不妊治療成績/ Data

妊娠に結び付いた治療法の分析

当院は2014年4月に開院、診療を始め、2017年3月でちょうど3年になりました。
その間、妊娠された方は690名です。これは、不妊治療をした患者様の約60%に相当します。つまり10人の不妊患者様のうち6人は妊娠し卒業されたことになります。

表1は、当院の患者様がどのような治療法で妊娠されたのかを分析しました。

※表1

治 療 法 症 例 妊娠例に占める割合
1. ART(体外受精・顕微授精・凍結胚移植) 242 人 35.1 %
2. タイミング性交渉 197 人 28.6 %
3. 夫婦間人工授精 136 人 19.7 %
4. 排卵誘発(特にPCOS) 60 人 8.7 %
5. ホルモン治療 47 人 6.8 %
6. その他 8 人 1.3 %
690人 100.0 %

このように、ARTで妊娠された方が最も多いという結果でした。
しかし、全ての方にはじめからARTをおすすめしているわけではありません。その証拠に、タイミング法で妊娠された方も197例、28.6%と少なくありませんでした。
また、多嚢胞性卵巣(PCOS)に対する排卵誘発(Letrozole)や、子宮内膜症のような比較的難治性の不妊の方に対する治療においても、満足できる結果を得ております。

ART(体外受精・顕微授精・凍結融解胚移植)の成績

当院における胚移植あたりの結果をまとめました。表2では、臨床妊娠率(胎嚢確認)を示しています。ここからもわかるように、40歳未満で胚移植をした490周期のうち、凍結融解胚盤胞移植が249周期と最も多く、うち117周期(46.9%)で妊娠に至りました。
次に凍結融解初期胚移植が210周期あり、うち69周期(32.8%)で妊娠に至りました。
新鮮胚移植(3日目胚)が31周期と最も少なく、うち8周期(25.8%)で妊娠が成立しました。

※表2

周 期 移植周期数 妊娠数(胎嚢確認) 臨床妊娠率
新鮮胚移植 31 8 25.8 %
凍結融解初期胚移植(3日目胚) 210 69 32.8 %
凍結融解胚盤胞移植(5・6日目胚) 249 117 46.9 %

まだ完全に満足できる結果ではありませんが、年々妊娠率は上昇傾向にあり、今後さらに向上していくことができると予想しております。

夫婦間人工授精法(AIHあるいはIUI)

3年間で684人の方が夫婦間人工授精(AIHまたはIUI)を行いました。
そのうち、新鮮精子によるAIHは654例、1,491周期行い、うち妊娠成立した方は154例、症例あたりの妊娠率は22.5%でした。

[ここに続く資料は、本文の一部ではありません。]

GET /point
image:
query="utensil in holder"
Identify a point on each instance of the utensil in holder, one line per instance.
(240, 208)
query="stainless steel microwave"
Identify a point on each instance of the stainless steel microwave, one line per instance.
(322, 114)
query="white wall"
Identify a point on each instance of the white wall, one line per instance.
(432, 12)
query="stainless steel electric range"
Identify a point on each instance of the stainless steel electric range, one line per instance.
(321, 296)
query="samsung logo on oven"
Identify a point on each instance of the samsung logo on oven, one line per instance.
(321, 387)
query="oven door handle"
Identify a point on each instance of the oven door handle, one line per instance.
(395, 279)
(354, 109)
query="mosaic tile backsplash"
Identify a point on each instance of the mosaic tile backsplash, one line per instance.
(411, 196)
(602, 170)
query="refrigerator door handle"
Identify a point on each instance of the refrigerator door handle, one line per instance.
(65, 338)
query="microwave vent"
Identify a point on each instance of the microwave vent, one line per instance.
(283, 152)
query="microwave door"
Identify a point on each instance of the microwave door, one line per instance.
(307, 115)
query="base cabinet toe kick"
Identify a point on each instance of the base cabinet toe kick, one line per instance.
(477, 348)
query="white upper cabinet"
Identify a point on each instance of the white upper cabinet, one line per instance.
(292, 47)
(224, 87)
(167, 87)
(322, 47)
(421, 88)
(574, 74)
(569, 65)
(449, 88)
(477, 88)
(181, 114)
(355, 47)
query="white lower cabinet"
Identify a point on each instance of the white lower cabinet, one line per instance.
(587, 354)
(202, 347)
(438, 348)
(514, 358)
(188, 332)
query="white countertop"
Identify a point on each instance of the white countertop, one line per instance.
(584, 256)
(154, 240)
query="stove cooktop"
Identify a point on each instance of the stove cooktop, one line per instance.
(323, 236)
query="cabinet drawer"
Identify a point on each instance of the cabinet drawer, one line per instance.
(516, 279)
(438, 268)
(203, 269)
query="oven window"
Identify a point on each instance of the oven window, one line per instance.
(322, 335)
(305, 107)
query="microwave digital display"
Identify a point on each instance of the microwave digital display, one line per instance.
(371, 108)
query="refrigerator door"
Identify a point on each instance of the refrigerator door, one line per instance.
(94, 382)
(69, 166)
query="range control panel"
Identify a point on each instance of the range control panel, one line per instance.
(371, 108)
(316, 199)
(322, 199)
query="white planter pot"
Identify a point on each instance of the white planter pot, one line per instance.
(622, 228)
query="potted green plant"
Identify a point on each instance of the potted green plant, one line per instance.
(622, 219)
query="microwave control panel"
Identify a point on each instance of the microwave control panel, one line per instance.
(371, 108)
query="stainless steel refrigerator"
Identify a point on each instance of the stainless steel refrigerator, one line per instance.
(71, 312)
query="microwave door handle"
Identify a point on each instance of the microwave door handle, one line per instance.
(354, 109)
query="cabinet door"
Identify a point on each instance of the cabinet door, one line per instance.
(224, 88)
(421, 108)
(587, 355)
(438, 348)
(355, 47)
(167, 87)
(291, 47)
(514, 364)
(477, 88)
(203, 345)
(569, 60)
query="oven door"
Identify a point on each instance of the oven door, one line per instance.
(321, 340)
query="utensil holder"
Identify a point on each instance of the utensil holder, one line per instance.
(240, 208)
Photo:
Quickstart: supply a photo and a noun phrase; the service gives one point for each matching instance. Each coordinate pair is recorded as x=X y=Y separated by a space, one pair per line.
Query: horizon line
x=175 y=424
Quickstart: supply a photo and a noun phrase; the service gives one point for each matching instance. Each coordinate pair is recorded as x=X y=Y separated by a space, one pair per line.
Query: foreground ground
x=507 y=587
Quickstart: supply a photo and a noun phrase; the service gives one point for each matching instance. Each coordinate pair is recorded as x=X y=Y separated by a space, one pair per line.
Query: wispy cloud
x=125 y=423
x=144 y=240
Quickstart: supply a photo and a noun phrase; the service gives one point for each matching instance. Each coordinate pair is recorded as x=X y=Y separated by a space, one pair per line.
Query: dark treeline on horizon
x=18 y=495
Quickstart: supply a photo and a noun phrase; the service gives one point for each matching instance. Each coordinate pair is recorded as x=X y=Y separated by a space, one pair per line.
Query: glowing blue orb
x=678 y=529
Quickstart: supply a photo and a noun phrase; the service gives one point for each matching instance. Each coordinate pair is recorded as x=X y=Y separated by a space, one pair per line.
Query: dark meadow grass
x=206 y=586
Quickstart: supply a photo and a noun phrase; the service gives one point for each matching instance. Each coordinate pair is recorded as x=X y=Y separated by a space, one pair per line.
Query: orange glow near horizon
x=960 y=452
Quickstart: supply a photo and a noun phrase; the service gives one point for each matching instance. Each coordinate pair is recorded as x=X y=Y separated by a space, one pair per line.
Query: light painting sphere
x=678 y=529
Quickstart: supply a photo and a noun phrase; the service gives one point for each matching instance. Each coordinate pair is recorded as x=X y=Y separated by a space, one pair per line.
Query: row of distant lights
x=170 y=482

また当院では、ご主人が出張や転勤のため当日精液を確保できない場合、あらかじめ精液を凍結保存し、当日それを融解して人工授精に使用します。このような凍結精子によるAIHを行った方は30例で、うち6例(20.0%)の方が妊娠に至りました。
当初、凍結精子によるAIHの妊娠率はもっと低いものと予想していましたが、新鮮精子と大差ないものと考えられます。